Therefore, to cultivate empathy, one needs to recognize their biases. Every time they assume something about someone and there is no data to support it, they should take a step back and self-introspect to find out if that was because of a bias.

Maintain positivity: Being empathetic to the first customer of the day is easy. However, to treat the last customer in the same way you treated the first customer, you need to remain positive and motivated. For example, you can stay positive by observing yourself for a week and noting down the times you feel a positive or negative emotion and the events that trigger it. This will give you a clear idea of activities to avoid when you have to remain positive to get through the day.                                                             

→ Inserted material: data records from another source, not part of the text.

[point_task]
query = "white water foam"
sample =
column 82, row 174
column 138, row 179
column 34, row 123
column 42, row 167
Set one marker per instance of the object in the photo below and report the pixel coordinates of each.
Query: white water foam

Understand your customer base: When you do not understand where the customer is coming from, it is easy to think that they are overreacting to a simple problem. Sometimes it is hard to mask those thoughts and act as if you are not empathetic. Accept feedback from your peers and customers. At the end of each conversation, ask your customers open ended questions like “What do you think would have made this conversation better?” If you hear a complaint about not being heard or respected, then you know that it is an empathy problem.

In conclusion, empathy plays a vital role in human relationships, communication, social bonding and in business. It helps to build trust, improve interactions, and foster compassion and kindness in various aspects of life. Businesses with empathetic staff have managed to build a loyal clientele base which have benefited them.